The exercises involve gripping the ends of a rubber tube with both hands, with it held in a verticle position. The tube is twisted, and then held out horizontally, the tube is allowed to resume its untwisted state with your hand still gripping it. (See video below)
I prefer using the Flexbar, but there are also some exercises that you can do without any equipment. Typically, your other hand supplies the resistance needed when exercising to strengthen the tendons in your sore arm. (See video below)
# 6 Surgery
I have no direct experience of surgery and I am reluctant to comment on medical matters, so I really can't go into too much detail on this treatment. If you try the above treatments and your tennis elbow doesn't go away after a period of time, or your symptoms are not those of tennis elbow, then I would certainly recommend that you seek medical advice.
Below are my own personal conclusions that I've formed from experience.
- In the immediate aftermath of a tennis match, I think icing the elbow and using painkillers/anti-inflammatories like ibuprofen can play a role in relieving the pain.

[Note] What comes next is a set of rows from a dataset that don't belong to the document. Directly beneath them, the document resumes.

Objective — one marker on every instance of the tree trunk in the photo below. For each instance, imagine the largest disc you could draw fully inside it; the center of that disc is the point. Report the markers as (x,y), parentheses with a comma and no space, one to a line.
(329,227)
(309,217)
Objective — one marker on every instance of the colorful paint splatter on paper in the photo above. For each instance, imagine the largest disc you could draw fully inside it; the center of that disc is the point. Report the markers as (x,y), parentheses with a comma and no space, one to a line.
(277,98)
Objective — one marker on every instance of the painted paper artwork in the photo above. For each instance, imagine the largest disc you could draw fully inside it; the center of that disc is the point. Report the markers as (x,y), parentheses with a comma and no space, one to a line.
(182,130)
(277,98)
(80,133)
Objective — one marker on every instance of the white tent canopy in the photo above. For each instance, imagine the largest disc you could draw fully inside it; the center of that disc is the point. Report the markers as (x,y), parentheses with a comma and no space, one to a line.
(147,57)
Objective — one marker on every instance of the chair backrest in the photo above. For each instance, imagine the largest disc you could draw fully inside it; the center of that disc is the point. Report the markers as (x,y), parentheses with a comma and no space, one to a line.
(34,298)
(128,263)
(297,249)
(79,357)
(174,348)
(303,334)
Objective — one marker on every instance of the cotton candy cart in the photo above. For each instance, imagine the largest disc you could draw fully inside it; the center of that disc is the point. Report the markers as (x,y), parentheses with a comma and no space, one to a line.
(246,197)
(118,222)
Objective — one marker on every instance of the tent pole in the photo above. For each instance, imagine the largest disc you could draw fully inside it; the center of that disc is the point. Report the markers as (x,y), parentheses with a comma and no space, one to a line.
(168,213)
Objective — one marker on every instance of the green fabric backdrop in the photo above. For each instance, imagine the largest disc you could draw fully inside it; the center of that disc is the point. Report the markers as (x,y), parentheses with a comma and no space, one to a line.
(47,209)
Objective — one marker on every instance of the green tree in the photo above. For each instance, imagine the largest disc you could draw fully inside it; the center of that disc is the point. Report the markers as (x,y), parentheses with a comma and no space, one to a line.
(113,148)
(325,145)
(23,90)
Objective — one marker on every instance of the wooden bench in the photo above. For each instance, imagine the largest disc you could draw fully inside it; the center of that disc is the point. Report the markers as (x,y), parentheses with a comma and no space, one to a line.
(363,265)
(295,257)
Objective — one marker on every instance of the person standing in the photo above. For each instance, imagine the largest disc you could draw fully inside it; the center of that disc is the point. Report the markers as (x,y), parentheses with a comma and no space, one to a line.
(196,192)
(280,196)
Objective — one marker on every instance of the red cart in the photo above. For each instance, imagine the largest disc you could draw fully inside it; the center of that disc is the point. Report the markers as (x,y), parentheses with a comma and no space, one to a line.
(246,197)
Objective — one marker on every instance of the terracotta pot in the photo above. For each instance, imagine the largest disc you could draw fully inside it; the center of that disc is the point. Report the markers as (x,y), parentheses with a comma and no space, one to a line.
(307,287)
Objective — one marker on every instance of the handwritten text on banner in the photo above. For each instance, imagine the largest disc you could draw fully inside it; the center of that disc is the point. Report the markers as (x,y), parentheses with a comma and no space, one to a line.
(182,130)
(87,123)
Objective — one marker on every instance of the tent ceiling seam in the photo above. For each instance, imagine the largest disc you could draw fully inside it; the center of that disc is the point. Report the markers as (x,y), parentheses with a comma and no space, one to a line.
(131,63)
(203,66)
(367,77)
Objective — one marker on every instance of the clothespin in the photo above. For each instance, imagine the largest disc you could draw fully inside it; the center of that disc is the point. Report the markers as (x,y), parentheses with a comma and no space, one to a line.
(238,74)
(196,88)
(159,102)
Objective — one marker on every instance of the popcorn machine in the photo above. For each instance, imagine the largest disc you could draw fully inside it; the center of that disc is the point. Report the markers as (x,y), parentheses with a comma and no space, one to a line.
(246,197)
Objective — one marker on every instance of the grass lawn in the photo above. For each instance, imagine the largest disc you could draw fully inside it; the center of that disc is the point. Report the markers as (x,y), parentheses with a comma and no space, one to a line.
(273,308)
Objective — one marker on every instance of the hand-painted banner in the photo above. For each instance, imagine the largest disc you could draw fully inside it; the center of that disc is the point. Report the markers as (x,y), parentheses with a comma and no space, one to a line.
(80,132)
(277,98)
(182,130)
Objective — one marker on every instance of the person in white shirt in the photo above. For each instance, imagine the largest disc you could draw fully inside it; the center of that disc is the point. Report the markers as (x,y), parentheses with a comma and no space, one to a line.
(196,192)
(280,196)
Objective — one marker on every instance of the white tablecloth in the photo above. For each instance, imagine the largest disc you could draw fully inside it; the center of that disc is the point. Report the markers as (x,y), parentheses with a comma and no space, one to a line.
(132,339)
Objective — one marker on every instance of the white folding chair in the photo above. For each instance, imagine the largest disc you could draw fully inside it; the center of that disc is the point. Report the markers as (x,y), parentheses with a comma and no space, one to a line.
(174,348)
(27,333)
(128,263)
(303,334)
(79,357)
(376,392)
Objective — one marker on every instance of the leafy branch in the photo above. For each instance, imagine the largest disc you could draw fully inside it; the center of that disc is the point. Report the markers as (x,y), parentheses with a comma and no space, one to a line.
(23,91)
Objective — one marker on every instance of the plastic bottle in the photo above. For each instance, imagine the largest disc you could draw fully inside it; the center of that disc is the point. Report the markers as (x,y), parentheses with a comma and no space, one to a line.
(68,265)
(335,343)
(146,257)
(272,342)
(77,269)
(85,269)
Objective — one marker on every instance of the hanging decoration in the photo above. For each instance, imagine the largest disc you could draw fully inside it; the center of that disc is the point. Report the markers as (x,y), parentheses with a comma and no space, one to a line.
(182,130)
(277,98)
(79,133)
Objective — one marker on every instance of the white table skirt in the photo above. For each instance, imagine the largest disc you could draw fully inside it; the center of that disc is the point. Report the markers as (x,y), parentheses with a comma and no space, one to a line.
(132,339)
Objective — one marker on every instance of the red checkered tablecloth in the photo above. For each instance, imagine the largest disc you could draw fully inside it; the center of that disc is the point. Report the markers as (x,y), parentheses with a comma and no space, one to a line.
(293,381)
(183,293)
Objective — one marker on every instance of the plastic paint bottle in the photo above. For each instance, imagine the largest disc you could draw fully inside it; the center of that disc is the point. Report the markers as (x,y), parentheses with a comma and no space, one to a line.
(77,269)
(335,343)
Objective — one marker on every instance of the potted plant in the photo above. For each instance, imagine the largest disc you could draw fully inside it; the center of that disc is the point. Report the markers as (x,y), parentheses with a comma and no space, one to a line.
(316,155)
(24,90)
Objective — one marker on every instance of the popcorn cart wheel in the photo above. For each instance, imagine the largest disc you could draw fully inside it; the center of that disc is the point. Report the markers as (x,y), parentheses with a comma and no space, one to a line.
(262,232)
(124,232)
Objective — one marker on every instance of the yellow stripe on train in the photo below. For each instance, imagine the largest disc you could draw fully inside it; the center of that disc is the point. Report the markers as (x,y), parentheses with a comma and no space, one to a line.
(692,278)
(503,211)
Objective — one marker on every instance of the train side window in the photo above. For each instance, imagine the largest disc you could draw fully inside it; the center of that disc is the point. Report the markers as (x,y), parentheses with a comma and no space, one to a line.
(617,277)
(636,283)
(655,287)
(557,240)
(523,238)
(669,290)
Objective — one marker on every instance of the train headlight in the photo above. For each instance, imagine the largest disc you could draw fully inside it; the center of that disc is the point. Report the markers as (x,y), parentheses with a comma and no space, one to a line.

- Buy a flex bar and do the exercises, I was a skeptic, it's hard to believe that the bar can make much differences, but it worked amazingly well for me, and I know others who were equally astounded by the benefits.
- Wear an elbow strap. Not only does it relieve the strain, pain and stress, it can actually prevent tennis elbow developing, or getting worse.
- If all else fails, or your doctor says your condition is something other than tennis elbow and requires intervention, you may need to resort to surgery. Seek medical advice.